A pool can be drained. It can be scrubbed with bleach. But not us.

   You will never really be gone. But we’ve made an agreement.

   Maybe you will come back. Maybe you will get scared and want to take control again.

   But I am here. I will always be here.

   My job is to love you.

   We are broken and we are whole. We are discarded and we are loved. We are worthless and we are special. We are everything in between.

   All of these things are true.

   All lies say something about the liar.

   I am Ivy and I am Fern, and I did not kill a man.

   But I took the pill. I let Ash drive. I did not kill Vaughn, but I am complicit. My silence makes me complicit.
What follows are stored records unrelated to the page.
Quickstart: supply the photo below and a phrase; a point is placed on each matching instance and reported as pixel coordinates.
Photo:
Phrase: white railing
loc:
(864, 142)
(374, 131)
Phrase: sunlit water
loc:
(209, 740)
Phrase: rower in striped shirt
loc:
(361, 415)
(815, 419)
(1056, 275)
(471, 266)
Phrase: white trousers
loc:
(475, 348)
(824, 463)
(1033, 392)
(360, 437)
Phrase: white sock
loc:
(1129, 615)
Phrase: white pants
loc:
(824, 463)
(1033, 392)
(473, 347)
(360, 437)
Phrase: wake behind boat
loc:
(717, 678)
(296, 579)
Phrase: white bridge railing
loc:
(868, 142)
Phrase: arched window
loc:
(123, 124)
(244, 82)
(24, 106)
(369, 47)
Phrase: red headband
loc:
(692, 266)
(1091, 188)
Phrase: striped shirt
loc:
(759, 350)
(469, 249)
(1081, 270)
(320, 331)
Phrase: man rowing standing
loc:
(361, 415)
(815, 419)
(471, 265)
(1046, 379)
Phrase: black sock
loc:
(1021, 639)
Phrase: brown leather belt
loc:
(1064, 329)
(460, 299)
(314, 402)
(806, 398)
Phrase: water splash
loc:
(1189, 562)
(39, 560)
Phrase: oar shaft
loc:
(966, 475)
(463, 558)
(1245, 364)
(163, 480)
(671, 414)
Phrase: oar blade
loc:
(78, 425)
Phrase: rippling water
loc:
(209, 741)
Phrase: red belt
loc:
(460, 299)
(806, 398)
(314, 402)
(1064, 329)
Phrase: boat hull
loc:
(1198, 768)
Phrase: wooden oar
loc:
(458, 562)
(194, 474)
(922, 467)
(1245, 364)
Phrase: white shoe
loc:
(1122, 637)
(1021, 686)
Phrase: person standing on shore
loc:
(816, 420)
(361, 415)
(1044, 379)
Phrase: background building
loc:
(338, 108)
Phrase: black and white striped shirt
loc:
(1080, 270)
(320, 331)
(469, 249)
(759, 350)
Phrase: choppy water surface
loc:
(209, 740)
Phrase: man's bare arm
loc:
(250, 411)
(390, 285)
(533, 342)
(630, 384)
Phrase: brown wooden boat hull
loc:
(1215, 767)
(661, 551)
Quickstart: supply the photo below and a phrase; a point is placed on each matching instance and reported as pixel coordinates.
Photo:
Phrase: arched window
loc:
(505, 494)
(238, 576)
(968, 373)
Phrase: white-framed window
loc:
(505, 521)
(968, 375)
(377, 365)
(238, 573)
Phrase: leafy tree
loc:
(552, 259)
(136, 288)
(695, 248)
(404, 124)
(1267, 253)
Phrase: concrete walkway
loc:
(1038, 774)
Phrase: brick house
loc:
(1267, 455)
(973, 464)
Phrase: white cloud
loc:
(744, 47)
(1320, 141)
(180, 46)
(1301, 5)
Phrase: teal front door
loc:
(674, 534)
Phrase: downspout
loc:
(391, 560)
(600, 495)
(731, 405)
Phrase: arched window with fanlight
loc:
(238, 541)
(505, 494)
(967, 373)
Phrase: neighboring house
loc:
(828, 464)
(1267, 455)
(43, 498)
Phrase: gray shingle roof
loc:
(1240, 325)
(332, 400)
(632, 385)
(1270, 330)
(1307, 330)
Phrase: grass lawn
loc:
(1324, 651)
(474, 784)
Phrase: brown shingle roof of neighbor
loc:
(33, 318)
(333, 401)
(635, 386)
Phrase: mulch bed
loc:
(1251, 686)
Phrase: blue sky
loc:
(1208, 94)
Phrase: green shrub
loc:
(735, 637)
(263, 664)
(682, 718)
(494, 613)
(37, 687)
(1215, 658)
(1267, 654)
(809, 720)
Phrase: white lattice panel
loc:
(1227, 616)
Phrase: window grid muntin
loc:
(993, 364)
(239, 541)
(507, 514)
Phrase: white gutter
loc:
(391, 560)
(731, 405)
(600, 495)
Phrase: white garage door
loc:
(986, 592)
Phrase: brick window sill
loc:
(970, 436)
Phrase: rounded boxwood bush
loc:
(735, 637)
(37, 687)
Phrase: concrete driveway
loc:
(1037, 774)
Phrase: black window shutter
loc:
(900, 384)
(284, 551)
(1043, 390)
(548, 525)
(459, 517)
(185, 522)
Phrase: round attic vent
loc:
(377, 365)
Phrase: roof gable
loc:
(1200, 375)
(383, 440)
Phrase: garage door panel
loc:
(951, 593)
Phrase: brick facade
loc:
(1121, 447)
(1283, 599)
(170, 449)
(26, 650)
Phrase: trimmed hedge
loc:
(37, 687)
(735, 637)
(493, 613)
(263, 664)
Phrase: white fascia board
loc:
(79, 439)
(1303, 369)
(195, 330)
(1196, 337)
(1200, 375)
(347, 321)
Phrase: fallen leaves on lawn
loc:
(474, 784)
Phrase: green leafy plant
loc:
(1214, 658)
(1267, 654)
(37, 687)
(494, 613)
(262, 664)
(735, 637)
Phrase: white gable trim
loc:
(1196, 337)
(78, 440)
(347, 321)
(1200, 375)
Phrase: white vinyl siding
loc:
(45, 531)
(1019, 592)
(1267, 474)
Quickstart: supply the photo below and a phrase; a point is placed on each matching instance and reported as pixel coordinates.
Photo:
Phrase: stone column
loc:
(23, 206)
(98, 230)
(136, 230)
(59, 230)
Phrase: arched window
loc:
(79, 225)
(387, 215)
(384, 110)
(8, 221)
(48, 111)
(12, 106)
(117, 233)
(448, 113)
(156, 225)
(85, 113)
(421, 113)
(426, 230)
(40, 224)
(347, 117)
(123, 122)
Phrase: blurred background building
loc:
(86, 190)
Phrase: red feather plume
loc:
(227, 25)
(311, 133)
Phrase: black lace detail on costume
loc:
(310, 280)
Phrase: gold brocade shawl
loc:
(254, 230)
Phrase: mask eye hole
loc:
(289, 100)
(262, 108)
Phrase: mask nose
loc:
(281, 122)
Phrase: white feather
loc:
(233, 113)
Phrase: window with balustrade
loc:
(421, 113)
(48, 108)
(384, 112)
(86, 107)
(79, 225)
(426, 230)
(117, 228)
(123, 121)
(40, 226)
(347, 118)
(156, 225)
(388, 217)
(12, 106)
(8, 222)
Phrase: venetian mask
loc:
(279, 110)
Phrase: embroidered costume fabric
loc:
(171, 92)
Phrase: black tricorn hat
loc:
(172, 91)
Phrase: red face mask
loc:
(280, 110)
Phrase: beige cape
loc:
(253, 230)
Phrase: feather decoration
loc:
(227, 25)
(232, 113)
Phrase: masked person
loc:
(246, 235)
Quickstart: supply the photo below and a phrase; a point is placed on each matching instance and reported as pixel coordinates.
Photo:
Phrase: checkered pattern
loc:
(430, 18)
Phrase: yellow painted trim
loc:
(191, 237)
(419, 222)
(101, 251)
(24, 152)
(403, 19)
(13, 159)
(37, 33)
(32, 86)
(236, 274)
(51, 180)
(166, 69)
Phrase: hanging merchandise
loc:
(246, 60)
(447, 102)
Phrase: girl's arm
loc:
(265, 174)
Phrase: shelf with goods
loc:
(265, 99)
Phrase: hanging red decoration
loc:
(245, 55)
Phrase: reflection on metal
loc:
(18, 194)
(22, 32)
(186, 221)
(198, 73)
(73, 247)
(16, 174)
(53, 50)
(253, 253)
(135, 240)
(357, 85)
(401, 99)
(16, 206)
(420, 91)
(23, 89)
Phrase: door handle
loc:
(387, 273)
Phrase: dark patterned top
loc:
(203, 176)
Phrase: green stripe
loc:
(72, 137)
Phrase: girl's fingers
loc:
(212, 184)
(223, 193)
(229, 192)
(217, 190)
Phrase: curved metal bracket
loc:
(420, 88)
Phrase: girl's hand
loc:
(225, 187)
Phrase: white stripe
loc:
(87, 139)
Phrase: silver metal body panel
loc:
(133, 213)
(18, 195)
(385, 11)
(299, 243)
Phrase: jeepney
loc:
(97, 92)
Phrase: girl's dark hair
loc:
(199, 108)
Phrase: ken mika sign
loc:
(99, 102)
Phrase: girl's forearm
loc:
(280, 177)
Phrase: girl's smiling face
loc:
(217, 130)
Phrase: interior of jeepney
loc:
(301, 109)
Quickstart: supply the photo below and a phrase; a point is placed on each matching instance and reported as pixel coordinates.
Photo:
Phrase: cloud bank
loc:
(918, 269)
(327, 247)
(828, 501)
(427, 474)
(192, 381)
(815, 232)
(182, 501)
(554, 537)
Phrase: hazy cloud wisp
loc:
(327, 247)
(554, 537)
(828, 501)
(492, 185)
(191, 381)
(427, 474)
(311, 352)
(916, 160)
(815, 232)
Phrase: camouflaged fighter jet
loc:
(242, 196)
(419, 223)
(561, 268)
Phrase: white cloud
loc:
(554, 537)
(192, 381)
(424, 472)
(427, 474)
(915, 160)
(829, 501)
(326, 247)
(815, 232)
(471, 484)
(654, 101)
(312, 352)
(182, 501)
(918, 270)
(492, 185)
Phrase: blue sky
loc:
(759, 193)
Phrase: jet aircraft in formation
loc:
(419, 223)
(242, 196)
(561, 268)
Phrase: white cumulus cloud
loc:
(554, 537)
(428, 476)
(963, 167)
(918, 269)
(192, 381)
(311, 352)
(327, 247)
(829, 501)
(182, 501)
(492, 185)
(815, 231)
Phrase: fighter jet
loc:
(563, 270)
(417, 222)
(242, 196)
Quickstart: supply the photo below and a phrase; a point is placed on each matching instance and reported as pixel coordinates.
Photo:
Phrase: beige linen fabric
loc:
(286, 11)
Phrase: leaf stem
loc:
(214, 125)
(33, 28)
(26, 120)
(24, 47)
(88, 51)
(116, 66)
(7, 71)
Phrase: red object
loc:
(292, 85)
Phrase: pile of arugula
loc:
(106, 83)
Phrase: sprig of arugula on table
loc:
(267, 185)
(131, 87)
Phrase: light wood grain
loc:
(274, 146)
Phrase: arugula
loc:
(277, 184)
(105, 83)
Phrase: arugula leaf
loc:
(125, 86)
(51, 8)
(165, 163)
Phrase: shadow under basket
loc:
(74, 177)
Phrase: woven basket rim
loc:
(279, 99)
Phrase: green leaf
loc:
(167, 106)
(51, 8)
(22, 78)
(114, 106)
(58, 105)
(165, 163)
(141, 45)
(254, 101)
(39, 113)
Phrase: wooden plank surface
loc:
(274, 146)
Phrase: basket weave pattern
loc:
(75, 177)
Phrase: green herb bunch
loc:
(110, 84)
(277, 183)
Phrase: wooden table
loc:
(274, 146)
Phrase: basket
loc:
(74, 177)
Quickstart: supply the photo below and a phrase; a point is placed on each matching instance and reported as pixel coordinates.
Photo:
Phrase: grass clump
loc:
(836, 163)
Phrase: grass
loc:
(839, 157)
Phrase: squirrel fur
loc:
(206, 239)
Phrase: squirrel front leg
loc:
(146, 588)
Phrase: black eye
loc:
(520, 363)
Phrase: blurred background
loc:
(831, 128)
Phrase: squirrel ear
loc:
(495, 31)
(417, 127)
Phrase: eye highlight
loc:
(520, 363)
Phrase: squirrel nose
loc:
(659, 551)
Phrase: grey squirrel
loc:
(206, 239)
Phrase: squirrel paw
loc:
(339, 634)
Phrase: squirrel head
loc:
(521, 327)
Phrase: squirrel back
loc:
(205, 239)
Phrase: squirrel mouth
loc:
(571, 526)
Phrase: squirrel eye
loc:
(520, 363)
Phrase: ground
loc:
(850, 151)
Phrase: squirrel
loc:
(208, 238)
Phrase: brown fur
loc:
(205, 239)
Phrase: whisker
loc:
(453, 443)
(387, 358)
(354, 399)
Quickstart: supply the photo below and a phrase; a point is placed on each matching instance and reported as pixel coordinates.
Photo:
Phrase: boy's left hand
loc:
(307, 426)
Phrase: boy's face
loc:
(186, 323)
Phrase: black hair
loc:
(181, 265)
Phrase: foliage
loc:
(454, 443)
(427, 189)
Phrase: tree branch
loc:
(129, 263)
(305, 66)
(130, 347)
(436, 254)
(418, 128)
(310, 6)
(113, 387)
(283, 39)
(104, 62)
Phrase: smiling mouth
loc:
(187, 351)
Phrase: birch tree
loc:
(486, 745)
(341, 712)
Every moment I do not tell the truth, I am letting a boy get away with murder. I am letting those men on leather couches break girls’ lives before they even start. They do everything they can to convince us that we have no choice.

   But they are liars. And we know the truth.

   No one can stay in the sky forever. Not Ash. Not Tami. Not the men who make or break lives.

   There is no such thing as destiny. There are only choices made and choices not made.

   Everyone has to come down sometime.

   Truth is contagious. It catches and spreads like wildfire. The whole world is tinder.

   Everyone can see through glass walls. We just pretend that we can’t.

   When glass walls get too hot, they shatter.

   Fire. Ash. Glass shards. This is the world we were given. But I want something better.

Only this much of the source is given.